令和5年度京都市立芸術大学入学式を挙行しました。

2023.04.11

 令和5年4月10日、令和5年度京都市立芸術大学入学式を執り行いました。

 美術学部135名、音楽学部65名、大学院美術研究科修士課程64名、博士課程6名、大学院音楽研究科修士課程23名、博士課程1名、の総計294名が、門川大作京都市長をはじめご来賓の皆様、ご家族の皆様、教職員に温かく見守られ、入学式に参加しました。

取組の様子 取組の様子 取組の様子 取組の様子

 会場時間に合わせて音楽学部・研究科在学生が W.A.モーツァルト「ディベルティメント K136」を演奏し、新入生を迎え入れました。続いて開式とともに歓迎演奏が行われ、本学の阪哲朗教授の指揮による P.ウォーロック「カプリオール組曲より」を披露しました。新入生代表による宣誓が行われる中、新入生はそれぞれの思いを胸に抱き、期待に満ちた表情で参加されていました。

 新入生の皆さん、御入学おめでとうございます。皆様の大学生活が、実りある人生の1ページとなりますように。教職員一同、心よりお祝い申し上げます。

取組の様子 取組の様子 取組の様子 取組の様子

2023年度 入学式式辞

 本日ここに集われた美術学部135名、音楽学部65名、大学院美術研究科修士課程64名、博士課程6名、大学院音楽研究科修士課程23名、博士課程1名、合わせて294名のみなさんのご入学、誠におめでとうございます。

 門川大作京都市長をはじめご来賓のみなさまには、ご多用の中、ご臨席たまわりましたことに、教職員を代表して深く感謝申し上げます。

 本日は沓掛校舎最後の入学式となりますが、青空の広がる美しい朝になりました。春特有の柔らかい色合いの西山もいつもよりぐっと近くに見え、皆さんを祝福し歓迎しているかのようでした。学部新入生の皆さんは、このコロナ禍の特別な3年間、芸術の道に夢を持ち続け京都市立芸術大学に入学をされました。そして大学院修士課程、博士課程の新入生のみなさんは、大学や社会で芸術の活動を続けながら自分の道を極めていこうと、決意を新たに入学をされました。皆さんのこれまでの芸術に対する真摯な想い、ひたむきな努力に敬意を表し、京都市立芸術大学として心から歓迎いたします。

 さて、私たちが生きる現代は変化の激しい時代です。コロナ禍以前から、デジタル技術の進展、グローバル化、地球温暖化などによって社会や環境が変化し、さらに今般のパンデミック、国際情勢などにより、その変化が加速しているところです。

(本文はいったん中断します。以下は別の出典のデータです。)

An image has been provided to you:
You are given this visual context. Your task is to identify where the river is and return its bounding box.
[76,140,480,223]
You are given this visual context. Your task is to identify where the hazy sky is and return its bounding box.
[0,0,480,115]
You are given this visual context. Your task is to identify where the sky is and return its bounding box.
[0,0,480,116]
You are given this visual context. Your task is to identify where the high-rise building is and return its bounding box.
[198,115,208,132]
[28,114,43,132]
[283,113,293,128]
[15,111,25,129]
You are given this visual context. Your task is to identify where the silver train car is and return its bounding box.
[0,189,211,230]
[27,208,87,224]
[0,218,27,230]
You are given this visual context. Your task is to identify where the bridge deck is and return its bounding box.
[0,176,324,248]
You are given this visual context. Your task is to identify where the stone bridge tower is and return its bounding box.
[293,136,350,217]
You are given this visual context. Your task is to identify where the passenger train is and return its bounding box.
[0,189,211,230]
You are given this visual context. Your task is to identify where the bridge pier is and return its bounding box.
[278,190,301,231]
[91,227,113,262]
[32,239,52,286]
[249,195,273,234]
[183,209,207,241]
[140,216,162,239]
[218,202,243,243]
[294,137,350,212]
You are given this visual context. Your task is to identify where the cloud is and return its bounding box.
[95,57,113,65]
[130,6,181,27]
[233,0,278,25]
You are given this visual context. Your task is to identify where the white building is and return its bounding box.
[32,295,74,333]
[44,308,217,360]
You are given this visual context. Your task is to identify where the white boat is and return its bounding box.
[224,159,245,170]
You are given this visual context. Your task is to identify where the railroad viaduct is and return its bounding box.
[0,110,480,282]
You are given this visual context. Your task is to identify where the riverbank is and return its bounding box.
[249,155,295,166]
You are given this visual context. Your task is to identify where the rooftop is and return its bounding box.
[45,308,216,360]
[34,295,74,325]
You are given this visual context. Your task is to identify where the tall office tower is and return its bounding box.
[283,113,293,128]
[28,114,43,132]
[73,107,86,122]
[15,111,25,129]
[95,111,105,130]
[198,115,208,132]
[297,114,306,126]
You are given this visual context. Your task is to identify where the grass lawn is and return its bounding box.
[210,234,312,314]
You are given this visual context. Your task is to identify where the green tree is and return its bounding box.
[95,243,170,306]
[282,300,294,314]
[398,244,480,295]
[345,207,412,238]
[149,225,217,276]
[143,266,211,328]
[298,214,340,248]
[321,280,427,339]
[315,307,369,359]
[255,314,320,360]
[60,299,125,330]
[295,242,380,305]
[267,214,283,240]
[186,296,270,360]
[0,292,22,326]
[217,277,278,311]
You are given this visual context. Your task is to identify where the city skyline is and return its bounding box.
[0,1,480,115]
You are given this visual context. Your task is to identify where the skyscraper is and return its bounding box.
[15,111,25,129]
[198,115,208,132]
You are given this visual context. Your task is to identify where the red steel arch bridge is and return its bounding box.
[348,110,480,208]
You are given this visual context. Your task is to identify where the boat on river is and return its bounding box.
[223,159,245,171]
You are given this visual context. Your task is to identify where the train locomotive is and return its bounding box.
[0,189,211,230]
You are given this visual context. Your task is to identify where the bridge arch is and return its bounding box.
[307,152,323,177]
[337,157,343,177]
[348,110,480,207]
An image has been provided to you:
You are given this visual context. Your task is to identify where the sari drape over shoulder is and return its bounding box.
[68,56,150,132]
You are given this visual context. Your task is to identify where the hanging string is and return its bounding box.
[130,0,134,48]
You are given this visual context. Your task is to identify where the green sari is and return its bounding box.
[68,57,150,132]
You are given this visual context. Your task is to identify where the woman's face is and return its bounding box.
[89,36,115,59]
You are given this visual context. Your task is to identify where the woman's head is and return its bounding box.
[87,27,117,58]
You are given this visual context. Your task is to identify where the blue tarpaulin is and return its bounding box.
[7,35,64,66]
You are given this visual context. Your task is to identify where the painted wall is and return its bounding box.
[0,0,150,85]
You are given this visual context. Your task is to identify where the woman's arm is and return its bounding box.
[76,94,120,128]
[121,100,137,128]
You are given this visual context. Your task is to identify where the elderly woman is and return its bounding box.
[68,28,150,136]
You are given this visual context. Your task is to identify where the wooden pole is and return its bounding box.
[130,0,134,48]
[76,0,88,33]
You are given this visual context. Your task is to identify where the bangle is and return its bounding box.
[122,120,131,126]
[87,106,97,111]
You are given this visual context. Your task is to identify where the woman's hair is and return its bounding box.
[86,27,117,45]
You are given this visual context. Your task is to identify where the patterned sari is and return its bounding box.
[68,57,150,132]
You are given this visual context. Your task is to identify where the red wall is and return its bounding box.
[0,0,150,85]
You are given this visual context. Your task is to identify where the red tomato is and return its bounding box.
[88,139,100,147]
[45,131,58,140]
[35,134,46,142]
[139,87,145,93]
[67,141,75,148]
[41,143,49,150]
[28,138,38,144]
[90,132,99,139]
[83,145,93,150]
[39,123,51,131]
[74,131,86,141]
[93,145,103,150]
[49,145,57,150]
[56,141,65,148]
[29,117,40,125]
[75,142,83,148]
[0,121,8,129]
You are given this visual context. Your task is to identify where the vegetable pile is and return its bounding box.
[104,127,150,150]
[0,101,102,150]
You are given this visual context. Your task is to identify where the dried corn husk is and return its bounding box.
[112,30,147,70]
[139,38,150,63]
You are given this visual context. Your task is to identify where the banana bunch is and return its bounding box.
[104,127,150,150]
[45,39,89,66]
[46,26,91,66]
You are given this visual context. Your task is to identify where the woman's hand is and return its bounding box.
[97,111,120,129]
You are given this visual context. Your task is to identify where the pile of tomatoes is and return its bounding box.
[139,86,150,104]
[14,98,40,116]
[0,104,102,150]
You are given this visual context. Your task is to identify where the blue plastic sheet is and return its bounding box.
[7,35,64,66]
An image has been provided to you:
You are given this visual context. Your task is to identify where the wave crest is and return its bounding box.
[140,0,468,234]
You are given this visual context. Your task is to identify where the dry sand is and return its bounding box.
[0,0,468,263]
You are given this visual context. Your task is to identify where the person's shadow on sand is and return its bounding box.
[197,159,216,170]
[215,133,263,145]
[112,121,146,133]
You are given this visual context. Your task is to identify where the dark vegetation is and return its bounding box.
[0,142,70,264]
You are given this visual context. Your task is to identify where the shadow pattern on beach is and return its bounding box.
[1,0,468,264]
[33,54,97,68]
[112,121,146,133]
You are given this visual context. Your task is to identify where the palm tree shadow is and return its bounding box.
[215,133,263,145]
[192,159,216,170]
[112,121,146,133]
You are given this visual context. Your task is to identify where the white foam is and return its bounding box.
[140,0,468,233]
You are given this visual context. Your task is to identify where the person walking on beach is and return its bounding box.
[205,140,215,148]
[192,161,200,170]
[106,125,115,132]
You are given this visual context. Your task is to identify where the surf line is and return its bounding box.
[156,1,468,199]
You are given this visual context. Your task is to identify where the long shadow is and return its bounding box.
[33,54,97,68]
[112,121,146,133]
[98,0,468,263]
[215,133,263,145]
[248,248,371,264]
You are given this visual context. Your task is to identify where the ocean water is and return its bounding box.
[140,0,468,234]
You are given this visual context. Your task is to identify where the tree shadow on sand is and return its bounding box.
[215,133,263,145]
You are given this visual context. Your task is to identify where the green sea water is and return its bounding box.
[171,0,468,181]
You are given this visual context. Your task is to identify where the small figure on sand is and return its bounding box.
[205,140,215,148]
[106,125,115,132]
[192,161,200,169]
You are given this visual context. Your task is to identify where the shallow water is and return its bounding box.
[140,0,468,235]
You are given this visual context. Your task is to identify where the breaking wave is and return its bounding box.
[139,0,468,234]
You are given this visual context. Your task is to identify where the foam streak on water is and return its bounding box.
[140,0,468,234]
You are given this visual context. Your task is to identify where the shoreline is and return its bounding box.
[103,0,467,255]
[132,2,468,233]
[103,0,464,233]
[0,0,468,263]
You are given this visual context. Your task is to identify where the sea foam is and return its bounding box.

これまでの当たり前が通用しない不確実な時代、こうした混沌とした時には時代を切り開く力、またロボットやAIではかなえることができない0から1を生み出す創造力、人々の心を動かす表現力が求められており、芸術を学ぶ若い皆さんの力は未来の社会を創り、新しい時代を担うために、必要不可欠なものと期待をされています。

 そんな創造力や表現力を身につけていただくための教育として京都芸大では、1年生の段階から課題や作品を仲間の前でプレゼンテーションし、演奏を披露し、そして社会に発表する機会をたくさん設けています。今までもそれぞれのジャンルの作品や演奏で、輝かしい経験を積んでこられた皆さんだと思いますが、本学でのそれは、決して楽しいことばかりではないかもしれません。丹精込めて作った作品、精一杯の演奏を、仲間や先生から批判的な意見をぶつけられたり、思わぬ角度から突っ込まれたりすることもあるだろうと思います。または自分と他の人の感性や能力を比較し、落ち込んだり悔しい思いをしたりするかもしれません。厳しい批評や意見に反応したり、またはそれを退けたりするために、次の制作や演奏に悩みながら自分の表現に向きあっていく、その密度の高いやりとりの繰り返しと厳しさが本学の教育の特徴でもあると思います。そしてそれは同時に、仲間が同じように悩みつつ演奏や作品を生み出すプロセスに間近に接することでもあります。一人一人違った個性の輝きを知り、また表現に対するさまざまな意見を聞いて、人との違い、違うことの面白さを知っていくことに他なりません。そして周りにある多様な価値観を知ることで、自分自身の本当の個性に気づき、誰のものでもない新しい価値、表現を創り出すための強さを身につけていくのです。大学で芸術を学ぶということは、師匠とその弟子の閉じられた関係ではありません。大学という場所では、興味や関心が違う仲間や教員に出会い、お互いに意見を交換し、質問と答えを繰り返すことで、あなたの視野を格段に広げることができるのです。たった一人ではできない、はるかにたくさんの学びを繰り返し体験することこそが大学で芸術を学ぶ者の特権です。京都芸大では授業以外にも展覧会や演奏会、セミナー、レクチャー、トークイベントなど、様々なジャンルの芸術を体験する機会があります。皆さんには、好奇心を持ってそれらの活動に触れてほしいと思います。ジャンルが違っても、自分の興味の外にあるものでも、新しい出会いは視野を広げてくれ、インスピレーションを与えてくれることでしょう。そのために京都芸大という最高の環境を、積極的に活用してほしいと思います。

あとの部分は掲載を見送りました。